The 1500D retains the same 100-6400 ISO range of (expandable to 12,800) of the 1300D, but the new mdoel handles noise much better than its predecessor, with both luminance (granular) noise and chrome (colour) noise becoming apparent from ISO 3200.
All other headline features also remain the same — it retains the paltry 3fps burst speed (if sports photography is your thing, you’ll need to look elsewhere) as well as the modest 9-point autofocus (AF) system of the 1300D. The flush-sitting 3.0-inch display maintains the same 920k-dot pixel count, and foregoes touchscreen functionality, which many new users might have preferred. There’s also the standard 95% viewfinder coverage found on most entry-level cameras; meaning you’ll need to watch the edges of the images for stray elements.

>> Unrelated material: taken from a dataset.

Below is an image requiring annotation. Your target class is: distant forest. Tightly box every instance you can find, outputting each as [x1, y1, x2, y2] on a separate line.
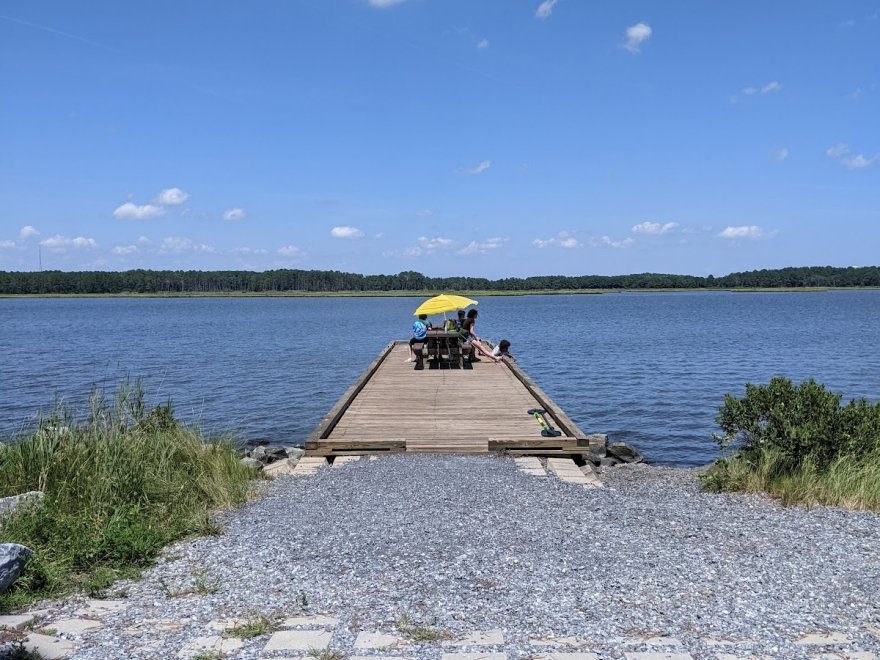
[1, 266, 878, 295]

While the specs don’t sound particularly great on paper, the 1500D produces some pretty good images, especially in well-lit conditions. While the 9-point AF system clustered around the middle of the frame might make it hard to focus on subjects placed off-centre, it’s a great way for beginners to learn how to compose great images. While this camera isn’t exactly a videographer’s dream, Full HD footage is also nicely rendered. The 18-55mm lens that’s supplied in the box is more than capable of producing good quality images, making this a great starter kit. However, Canon’s EF-S mount allows for flexibility by giving users the opportunity to swap out the provided kit lens for hundreds of other options.
The 1500D might be a minor upgrade from its predecessor, but for kit that costs less than $600 with reliable image quality, it’s definitely worth considering if you’re looking to hone your photography skills beyond your smartphone.